Mr Hetherington (centre) is assisted by rebels as he climbs down a building hours before his death

Mr Hetherington, who had dual UK and US nationality, studied Literature at Oxford University.

The New York-based journalist was best known for his work in Afghanistan, and the film Restrepo followed US troops on an outpost in the country. He won the World Press Photo of the Year Award in 2007.

Another of Mr Hetherington's friends, Peter Bouckaert from the campaign group Human Rights Watch, said he had a "tremendous reputation and a giant heart".

He told BBC News the journalist had been planning to "slow down" and start a family with his partner.

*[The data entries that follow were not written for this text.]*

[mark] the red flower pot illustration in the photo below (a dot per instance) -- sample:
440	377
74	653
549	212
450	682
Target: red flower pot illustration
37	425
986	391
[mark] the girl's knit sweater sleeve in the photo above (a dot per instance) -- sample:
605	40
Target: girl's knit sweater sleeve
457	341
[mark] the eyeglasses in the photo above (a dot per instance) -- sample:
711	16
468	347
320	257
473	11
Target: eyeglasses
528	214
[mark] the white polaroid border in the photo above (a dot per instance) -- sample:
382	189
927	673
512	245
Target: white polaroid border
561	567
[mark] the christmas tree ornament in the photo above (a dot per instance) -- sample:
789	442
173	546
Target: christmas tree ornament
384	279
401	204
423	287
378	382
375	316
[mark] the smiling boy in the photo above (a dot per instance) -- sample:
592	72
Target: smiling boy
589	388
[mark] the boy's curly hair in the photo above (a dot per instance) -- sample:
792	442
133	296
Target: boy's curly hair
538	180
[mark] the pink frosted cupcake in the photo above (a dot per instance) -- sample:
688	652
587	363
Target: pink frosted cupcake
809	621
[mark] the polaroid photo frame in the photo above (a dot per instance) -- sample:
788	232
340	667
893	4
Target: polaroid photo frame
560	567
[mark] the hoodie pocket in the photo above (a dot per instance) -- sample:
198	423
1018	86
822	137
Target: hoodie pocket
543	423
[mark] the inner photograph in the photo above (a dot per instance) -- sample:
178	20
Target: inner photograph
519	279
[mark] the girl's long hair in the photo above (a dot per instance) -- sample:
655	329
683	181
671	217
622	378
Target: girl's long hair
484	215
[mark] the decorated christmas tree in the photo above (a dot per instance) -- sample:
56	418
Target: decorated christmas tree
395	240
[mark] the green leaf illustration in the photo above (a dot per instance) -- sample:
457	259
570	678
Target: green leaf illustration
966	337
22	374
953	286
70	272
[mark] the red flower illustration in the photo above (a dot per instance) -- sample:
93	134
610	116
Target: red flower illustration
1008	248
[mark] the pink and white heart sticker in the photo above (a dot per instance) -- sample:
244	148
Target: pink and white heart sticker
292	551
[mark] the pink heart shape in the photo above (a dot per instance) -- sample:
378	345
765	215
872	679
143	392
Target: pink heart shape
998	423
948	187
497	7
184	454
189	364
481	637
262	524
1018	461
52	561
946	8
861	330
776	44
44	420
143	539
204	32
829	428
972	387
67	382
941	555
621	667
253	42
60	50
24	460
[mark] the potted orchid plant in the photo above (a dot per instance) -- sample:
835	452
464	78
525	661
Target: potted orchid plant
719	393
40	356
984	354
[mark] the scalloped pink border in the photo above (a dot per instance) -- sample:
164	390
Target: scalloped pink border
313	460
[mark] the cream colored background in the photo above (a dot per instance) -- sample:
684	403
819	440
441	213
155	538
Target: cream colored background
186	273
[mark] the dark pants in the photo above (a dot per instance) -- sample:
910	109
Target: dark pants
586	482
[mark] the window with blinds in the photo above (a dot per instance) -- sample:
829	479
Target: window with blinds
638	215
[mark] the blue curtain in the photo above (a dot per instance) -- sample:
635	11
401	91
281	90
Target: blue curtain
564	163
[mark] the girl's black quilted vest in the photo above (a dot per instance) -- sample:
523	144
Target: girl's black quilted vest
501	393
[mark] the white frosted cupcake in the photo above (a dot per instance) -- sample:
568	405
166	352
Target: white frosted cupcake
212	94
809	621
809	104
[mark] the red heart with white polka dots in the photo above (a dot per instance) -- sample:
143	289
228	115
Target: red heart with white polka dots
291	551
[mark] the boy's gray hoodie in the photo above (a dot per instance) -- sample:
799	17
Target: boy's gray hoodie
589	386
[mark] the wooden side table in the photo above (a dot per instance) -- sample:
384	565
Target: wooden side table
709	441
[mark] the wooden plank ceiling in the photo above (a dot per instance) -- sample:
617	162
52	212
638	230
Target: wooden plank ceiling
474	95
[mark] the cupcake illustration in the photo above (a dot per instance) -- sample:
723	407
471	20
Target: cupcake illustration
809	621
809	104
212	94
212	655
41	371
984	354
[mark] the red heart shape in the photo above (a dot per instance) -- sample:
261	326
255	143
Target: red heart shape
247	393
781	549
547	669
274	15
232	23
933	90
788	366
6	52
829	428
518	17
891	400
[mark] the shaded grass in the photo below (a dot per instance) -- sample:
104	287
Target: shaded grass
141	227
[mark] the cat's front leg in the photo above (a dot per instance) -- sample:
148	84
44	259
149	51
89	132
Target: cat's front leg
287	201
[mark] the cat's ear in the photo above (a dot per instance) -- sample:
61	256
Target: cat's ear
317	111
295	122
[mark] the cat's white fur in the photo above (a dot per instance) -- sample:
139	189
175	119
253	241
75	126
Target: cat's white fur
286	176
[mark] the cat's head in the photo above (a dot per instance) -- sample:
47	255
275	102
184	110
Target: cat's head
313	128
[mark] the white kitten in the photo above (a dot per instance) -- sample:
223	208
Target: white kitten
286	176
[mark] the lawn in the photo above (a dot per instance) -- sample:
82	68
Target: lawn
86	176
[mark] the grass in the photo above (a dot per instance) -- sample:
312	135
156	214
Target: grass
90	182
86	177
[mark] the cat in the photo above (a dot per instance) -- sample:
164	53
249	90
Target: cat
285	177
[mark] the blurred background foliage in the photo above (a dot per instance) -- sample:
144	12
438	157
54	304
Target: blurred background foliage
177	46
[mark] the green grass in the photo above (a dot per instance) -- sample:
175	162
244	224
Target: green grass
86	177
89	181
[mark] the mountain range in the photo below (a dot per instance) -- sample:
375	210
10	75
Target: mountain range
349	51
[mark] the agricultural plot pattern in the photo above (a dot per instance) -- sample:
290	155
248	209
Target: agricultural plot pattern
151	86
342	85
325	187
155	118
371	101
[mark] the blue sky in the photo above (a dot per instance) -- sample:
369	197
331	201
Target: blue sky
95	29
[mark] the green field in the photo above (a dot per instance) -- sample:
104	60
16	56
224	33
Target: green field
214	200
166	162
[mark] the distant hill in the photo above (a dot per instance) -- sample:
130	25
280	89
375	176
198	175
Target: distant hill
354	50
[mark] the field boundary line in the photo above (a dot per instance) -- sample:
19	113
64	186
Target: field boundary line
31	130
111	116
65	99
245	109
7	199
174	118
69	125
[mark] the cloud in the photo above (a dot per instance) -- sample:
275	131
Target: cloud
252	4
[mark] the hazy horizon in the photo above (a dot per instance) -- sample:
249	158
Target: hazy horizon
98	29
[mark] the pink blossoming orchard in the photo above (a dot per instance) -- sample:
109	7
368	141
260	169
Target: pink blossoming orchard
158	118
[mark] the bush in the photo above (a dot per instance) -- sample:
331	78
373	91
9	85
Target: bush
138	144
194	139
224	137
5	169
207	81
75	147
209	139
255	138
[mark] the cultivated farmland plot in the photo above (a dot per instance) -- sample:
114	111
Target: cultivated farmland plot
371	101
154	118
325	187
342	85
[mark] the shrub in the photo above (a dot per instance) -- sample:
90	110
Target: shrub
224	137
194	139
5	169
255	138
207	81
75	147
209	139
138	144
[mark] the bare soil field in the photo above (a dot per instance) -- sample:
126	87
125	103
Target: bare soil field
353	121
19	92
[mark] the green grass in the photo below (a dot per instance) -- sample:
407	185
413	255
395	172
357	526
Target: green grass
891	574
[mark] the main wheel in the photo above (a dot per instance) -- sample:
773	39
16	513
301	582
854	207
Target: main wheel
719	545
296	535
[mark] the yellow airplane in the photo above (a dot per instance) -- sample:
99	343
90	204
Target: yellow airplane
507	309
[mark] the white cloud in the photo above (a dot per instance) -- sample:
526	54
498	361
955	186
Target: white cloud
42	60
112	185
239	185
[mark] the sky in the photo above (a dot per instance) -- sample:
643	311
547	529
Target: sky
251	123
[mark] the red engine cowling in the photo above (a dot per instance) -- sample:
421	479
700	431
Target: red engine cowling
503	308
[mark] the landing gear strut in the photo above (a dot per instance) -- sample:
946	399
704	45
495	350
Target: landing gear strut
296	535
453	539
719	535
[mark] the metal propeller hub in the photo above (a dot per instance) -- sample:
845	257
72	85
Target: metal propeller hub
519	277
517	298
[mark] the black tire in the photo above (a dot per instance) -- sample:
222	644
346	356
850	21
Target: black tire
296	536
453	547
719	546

"I was just with Tim two weeks ago in Benghazi, the rebel capital. At our last lunch together, he told me about the wonderful relationship he was in with this Somali woman and how he wanted to slow down and spend more time making kids," he said.

Vanity Fair editor Graydon Carter said Mr Hetherington was "about as perfect a model of a war photographer as you're going to find these days".

In an editorial for the magazine, he described him as a "rangy, charming workhorse of a photographer".

"Devilishly good-looking and impossibly brave, he was both a ladies' man and a man's man," he said. "There were few like Tim, and there will be fewer like him."

Tributes have started to appear on his Facebook page.

One from film director Jean Manuel said: "Tim Hetherington, I love you. Thank you for everything. I will help make sure our work continues."

The New York-based Committee for the Protection of Journalists (CPJ) said two other journalists had been killed this year in the Libyan conflict.

Cameraman Ali Hassan al-Jaber was shot when his Al-Jazeera crew was ambushed near Benghazi on March 13. Mohammed al-Nabbous, founder of the online Libya Al-Hurra TV, was killed as he was streaming live audio from a battle in Benghazi on March 19.